ChiMed-GPT: A Chinese Medical Large Language Model with Full Training Regime and Better Alignment to Human Preferences

Recently, the increasing demand for superior medical services has highlighted the discrepancies in the medical infrastructure. With big data, especially texts, forming the foundation of medical services, there is an exigent need for effective natural language processing (NLP) solutions tailored to the healthcare domain. Conventional approaches leveraging pre-trained models present promising results in this domain and current large language models (LLMs) offer advanced foundation for medical text processing.

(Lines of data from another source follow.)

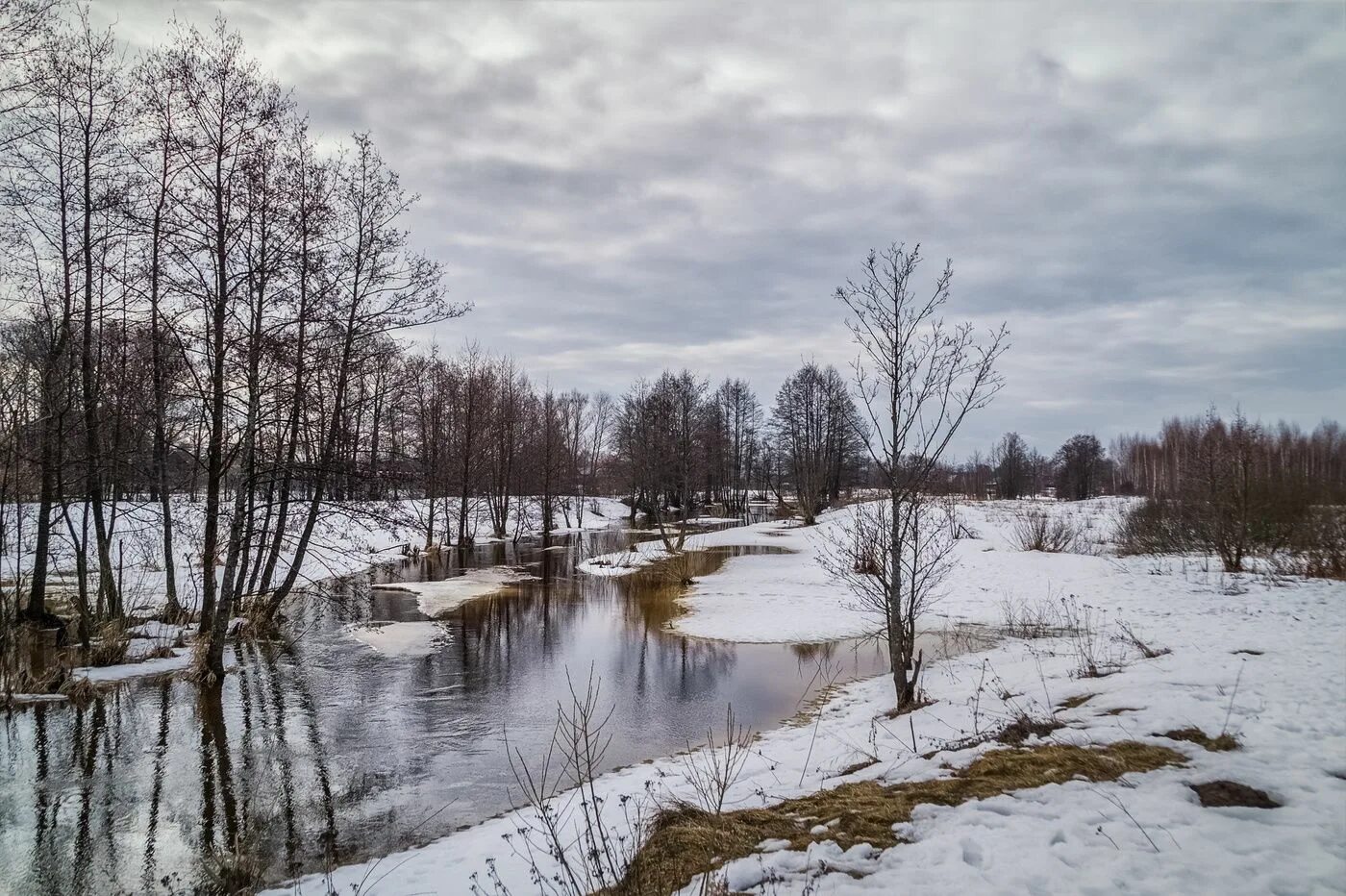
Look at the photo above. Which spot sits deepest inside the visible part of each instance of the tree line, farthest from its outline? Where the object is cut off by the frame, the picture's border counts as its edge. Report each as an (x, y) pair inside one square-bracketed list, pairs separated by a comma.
[(202, 299)]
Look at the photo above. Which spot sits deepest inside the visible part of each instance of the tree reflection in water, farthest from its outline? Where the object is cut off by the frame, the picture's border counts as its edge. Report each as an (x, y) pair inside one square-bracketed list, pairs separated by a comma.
[(155, 785)]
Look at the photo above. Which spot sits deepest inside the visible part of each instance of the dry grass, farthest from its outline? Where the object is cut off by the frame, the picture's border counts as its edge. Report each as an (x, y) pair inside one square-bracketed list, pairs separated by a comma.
[(1025, 727), (1222, 743), (685, 841), (1231, 792)]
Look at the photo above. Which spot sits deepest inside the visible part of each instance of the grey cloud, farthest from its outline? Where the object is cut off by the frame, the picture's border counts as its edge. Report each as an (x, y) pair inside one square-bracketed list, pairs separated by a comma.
[(623, 186)]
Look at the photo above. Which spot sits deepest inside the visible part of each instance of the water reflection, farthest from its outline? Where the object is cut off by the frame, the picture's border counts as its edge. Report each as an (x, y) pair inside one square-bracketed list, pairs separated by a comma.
[(323, 751)]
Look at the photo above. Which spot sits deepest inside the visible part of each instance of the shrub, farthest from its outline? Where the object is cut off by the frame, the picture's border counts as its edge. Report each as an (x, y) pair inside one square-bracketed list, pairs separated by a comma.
[(1039, 531)]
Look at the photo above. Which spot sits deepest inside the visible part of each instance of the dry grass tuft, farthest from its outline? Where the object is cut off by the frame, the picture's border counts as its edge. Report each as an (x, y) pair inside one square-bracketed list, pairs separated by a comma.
[(1222, 743), (1026, 727), (685, 841), (1231, 792)]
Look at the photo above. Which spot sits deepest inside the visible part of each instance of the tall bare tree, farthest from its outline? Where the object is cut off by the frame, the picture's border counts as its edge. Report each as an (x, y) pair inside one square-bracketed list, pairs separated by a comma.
[(917, 378)]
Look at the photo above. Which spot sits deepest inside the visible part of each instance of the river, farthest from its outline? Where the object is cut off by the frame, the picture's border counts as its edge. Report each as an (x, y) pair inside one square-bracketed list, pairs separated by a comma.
[(322, 751)]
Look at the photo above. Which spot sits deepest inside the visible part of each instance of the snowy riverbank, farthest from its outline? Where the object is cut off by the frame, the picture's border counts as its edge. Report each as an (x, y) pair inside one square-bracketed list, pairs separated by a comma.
[(346, 539), (1262, 660)]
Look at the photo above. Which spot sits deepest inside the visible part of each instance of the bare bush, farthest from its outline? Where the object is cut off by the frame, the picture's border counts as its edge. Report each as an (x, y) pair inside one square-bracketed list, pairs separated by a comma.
[(1148, 652), (568, 845), (713, 770), (1096, 654), (1040, 619), (1049, 533)]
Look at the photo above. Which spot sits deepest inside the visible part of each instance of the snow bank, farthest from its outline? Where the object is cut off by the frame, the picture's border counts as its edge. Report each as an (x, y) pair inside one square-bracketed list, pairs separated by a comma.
[(1262, 659), (439, 598), (401, 640)]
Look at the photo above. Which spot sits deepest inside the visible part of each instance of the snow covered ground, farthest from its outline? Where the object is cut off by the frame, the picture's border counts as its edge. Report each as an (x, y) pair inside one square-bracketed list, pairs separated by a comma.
[(1259, 659)]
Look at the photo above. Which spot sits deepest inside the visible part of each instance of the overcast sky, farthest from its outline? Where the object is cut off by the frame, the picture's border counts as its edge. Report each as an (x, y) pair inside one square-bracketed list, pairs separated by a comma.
[(1153, 197)]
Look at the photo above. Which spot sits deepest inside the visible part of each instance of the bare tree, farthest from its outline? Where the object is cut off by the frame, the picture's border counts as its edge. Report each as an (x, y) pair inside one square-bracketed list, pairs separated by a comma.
[(917, 380), (1012, 465), (1079, 463), (814, 423)]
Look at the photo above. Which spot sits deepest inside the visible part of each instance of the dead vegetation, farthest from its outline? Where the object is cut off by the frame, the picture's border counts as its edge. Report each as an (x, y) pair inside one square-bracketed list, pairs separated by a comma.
[(1047, 533), (1231, 792), (1221, 743), (685, 841)]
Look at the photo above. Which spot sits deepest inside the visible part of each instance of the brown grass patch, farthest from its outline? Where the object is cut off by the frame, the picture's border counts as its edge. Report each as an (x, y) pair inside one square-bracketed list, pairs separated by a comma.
[(685, 841), (1231, 792), (1218, 744), (1025, 727)]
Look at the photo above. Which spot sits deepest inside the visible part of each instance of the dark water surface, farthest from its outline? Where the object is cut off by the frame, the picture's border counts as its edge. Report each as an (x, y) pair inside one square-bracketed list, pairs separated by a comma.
[(325, 751)]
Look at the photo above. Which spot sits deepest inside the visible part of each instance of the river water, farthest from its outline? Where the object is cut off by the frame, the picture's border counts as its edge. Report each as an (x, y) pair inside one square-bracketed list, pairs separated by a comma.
[(322, 751)]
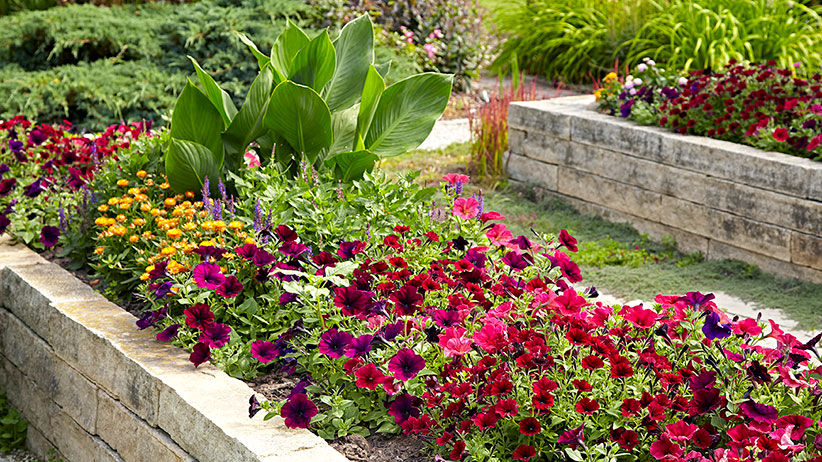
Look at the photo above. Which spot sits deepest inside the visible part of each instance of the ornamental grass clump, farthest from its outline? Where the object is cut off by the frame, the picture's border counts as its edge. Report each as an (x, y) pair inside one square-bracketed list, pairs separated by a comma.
[(771, 108)]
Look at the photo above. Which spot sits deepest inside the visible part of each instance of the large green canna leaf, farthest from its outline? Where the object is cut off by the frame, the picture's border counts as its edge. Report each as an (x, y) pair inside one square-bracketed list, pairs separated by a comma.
[(406, 113), (314, 65), (290, 41), (355, 53), (349, 166), (195, 119), (247, 125), (298, 114), (262, 59), (371, 93), (215, 94), (188, 164)]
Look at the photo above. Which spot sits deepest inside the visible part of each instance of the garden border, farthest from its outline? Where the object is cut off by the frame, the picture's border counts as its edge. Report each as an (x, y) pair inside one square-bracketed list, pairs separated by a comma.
[(722, 199), (94, 388)]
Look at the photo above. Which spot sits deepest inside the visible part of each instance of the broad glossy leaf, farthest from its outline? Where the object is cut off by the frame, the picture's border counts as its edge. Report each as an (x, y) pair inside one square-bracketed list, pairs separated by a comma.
[(371, 93), (355, 52), (406, 113), (218, 97), (314, 65), (344, 125), (195, 119), (298, 114), (262, 59), (290, 41), (349, 166), (188, 164), (247, 125)]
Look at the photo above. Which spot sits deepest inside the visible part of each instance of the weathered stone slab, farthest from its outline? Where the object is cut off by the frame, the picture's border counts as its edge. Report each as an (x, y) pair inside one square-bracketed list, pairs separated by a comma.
[(757, 237), (532, 171), (719, 250), (598, 190), (132, 438), (806, 250)]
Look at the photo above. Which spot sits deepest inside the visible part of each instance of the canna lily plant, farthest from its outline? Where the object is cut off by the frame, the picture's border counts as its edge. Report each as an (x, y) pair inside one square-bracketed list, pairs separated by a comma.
[(315, 100)]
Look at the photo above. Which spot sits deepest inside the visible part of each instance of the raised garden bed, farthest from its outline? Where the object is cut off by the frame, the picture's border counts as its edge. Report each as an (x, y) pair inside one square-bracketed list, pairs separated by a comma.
[(721, 199), (96, 389)]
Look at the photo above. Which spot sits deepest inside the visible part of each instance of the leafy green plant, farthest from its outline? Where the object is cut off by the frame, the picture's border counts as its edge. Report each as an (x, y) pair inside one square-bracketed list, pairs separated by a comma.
[(12, 427), (303, 107)]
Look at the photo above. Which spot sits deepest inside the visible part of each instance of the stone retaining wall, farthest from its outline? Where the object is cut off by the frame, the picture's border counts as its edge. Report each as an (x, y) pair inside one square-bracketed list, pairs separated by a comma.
[(94, 388), (722, 199)]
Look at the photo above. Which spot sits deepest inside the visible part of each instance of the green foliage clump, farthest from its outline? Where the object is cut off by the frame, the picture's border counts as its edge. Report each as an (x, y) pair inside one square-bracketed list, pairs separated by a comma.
[(582, 39), (12, 427)]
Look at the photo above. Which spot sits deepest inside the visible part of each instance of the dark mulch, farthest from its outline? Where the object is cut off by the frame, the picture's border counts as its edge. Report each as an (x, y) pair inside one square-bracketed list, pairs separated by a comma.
[(374, 448)]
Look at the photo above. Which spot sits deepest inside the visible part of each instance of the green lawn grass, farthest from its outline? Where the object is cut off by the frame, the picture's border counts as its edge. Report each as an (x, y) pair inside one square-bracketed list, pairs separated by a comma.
[(616, 258)]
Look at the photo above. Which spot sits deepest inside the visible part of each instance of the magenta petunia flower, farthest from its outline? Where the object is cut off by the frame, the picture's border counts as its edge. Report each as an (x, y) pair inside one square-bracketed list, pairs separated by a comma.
[(406, 364), (230, 288), (201, 354), (168, 333), (298, 411), (199, 316), (333, 343), (208, 275), (216, 335), (264, 351), (49, 236)]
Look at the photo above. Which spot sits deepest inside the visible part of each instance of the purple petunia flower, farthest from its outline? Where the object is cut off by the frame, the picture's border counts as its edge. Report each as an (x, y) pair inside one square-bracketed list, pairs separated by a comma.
[(262, 258), (406, 364), (4, 223), (759, 412), (298, 411), (208, 275), (403, 407), (713, 329), (360, 346), (230, 288), (201, 354), (216, 335), (333, 343), (168, 333), (7, 186), (49, 236), (264, 351), (35, 188)]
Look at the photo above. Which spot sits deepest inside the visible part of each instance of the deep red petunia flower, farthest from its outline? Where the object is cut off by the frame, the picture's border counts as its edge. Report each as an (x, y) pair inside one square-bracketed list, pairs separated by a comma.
[(529, 426), (524, 452)]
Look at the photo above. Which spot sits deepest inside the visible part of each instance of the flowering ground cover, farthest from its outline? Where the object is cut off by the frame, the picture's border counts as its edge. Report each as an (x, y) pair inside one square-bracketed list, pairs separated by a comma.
[(771, 108)]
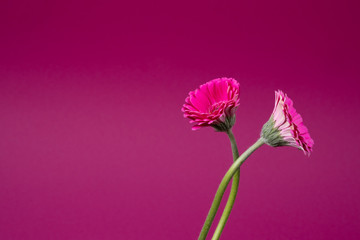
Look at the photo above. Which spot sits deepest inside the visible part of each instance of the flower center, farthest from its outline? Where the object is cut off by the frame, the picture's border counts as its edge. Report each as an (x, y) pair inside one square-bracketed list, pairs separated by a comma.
[(216, 107)]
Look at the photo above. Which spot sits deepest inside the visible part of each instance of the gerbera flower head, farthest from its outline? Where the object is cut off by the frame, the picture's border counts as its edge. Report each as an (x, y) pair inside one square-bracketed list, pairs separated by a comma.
[(213, 104), (285, 126)]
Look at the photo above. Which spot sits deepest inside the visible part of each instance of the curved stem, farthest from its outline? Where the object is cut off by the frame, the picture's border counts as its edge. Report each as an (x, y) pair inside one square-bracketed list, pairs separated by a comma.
[(222, 187), (233, 191)]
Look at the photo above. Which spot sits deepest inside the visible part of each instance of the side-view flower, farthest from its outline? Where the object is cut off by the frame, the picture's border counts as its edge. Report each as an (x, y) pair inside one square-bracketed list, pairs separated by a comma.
[(285, 126), (214, 104)]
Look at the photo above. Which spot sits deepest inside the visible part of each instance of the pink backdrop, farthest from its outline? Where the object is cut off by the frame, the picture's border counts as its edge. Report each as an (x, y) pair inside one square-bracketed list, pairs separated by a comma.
[(93, 144)]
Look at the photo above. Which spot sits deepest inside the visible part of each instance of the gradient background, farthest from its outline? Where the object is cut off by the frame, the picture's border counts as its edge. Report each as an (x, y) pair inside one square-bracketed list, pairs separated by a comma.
[(94, 145)]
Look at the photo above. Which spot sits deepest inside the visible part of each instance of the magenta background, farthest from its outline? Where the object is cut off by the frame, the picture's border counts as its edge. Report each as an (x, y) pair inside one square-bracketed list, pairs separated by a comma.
[(94, 146)]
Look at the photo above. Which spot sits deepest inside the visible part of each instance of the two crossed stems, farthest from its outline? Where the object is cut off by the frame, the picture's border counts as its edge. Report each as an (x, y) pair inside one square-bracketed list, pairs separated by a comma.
[(233, 172)]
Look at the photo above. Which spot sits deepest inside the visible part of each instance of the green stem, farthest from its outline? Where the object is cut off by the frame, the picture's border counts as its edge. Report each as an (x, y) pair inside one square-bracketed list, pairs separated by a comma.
[(233, 192), (222, 187)]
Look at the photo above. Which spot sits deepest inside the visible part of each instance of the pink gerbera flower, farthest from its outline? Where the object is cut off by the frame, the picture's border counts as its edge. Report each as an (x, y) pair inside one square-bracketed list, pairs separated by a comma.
[(285, 126), (213, 104)]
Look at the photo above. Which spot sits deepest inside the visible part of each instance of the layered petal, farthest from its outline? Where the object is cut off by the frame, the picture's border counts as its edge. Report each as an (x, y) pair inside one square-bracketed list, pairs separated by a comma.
[(287, 126), (213, 104)]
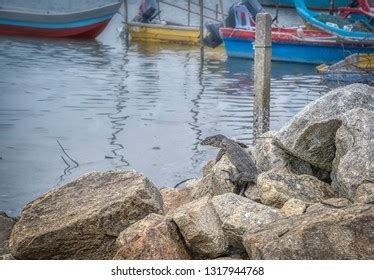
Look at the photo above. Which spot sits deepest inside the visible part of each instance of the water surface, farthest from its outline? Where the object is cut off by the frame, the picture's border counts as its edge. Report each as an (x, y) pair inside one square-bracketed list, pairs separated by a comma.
[(70, 107)]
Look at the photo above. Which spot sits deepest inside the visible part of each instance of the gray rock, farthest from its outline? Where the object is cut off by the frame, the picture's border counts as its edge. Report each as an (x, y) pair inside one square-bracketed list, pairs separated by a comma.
[(155, 237), (269, 156), (6, 226), (279, 185), (7, 257), (82, 219), (293, 207), (215, 182), (201, 228), (331, 203), (365, 193), (352, 165), (310, 135), (239, 214), (330, 234)]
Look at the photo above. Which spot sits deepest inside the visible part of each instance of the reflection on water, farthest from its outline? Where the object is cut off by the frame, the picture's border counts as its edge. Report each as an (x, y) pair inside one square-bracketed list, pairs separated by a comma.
[(70, 107)]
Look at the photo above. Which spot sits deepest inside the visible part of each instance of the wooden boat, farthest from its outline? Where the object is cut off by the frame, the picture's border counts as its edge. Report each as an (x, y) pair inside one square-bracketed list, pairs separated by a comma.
[(293, 45), (354, 68), (313, 4), (164, 32), (347, 29), (56, 18)]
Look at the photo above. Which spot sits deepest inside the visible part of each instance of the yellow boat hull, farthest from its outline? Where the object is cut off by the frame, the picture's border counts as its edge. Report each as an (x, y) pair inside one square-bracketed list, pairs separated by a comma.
[(164, 33)]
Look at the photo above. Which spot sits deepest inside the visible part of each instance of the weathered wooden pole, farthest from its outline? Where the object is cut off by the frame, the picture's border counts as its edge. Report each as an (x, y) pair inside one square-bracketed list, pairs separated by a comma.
[(222, 13), (262, 74), (126, 20), (189, 12), (201, 2)]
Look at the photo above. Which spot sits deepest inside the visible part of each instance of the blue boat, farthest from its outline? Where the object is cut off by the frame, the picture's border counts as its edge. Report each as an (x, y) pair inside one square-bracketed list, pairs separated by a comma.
[(343, 28), (314, 4), (293, 45)]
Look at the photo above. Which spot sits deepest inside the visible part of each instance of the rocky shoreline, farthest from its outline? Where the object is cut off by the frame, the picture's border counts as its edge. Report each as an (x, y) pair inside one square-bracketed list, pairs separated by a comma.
[(313, 199)]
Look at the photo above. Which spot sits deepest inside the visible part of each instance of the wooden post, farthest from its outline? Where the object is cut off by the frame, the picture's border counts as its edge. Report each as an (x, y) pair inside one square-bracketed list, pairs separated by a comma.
[(189, 12), (222, 13), (126, 20), (201, 2), (262, 74)]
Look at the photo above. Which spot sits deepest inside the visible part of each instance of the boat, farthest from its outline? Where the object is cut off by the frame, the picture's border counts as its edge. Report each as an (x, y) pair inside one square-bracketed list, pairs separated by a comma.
[(293, 44), (164, 32), (56, 18), (350, 29), (313, 4), (354, 68)]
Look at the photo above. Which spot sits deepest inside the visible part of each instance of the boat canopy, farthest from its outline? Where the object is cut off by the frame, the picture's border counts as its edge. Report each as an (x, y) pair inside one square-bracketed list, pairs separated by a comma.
[(349, 29)]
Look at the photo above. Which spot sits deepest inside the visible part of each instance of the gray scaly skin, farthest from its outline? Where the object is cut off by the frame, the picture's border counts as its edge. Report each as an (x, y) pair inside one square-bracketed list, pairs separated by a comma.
[(245, 165)]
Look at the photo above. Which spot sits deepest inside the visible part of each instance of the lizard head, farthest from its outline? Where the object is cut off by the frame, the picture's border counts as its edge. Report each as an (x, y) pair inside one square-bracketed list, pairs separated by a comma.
[(215, 141)]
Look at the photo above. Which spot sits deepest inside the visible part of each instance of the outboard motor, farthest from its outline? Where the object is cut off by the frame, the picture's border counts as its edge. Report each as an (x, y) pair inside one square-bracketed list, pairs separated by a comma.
[(241, 15), (147, 11)]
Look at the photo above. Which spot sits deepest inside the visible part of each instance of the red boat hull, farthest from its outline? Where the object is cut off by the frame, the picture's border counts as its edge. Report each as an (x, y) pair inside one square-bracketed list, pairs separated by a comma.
[(84, 32)]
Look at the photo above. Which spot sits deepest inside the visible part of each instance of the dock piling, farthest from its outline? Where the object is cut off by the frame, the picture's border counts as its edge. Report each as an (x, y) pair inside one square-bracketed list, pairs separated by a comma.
[(262, 74)]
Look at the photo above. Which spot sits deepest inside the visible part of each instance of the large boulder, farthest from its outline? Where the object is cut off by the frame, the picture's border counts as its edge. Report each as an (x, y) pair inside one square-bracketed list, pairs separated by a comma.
[(215, 180), (82, 219), (269, 156), (239, 214), (330, 234), (279, 185), (353, 163), (6, 226), (310, 135), (174, 198), (155, 237), (201, 228)]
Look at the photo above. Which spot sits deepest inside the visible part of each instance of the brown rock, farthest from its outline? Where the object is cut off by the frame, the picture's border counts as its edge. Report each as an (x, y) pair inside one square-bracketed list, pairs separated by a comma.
[(337, 203), (239, 214), (152, 238), (6, 225), (201, 228), (293, 207), (82, 219), (214, 182), (279, 185), (174, 198), (329, 234)]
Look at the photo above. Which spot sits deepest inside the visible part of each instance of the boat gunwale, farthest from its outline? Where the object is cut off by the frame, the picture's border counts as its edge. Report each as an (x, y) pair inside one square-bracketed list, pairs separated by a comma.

However, most medical LLMs are trained only with supervised fine-tuning (SFT), even though it efficiently empowers LLMs to understand and respond to medical instructions but is ineffective in learning domain knowledge and aligning with human preference. Another engineering barrier that prevents current medical LLM from better text processing ability is their restricted context length (e.g., 2,048 tokens), making it hard for the LLMs to process long context, which is frequently required in the medical domain. In this work, we propose ChiMed-GPT, a new benchmark LLM designed explicitly for Chinese medical domain, with enlarged context length to 4,096 tokens and undergoes a comprehensive training regime with pre-training, SFT, and RLHF. Evaluations on real-world tasks including information extraction, question answering, and dialogue generation demonstrate ChiMed-GPT's superior performance over general domain LLMs. Furthermore, we analyze possible biases through prompting ChiMed-GPT to perform attitude scales regarding discrimination of patients, so as to contribute to further responsible development of LLMs in the medical domain. The code and model are released at https://github.com/synlp/ChiMed-GPT.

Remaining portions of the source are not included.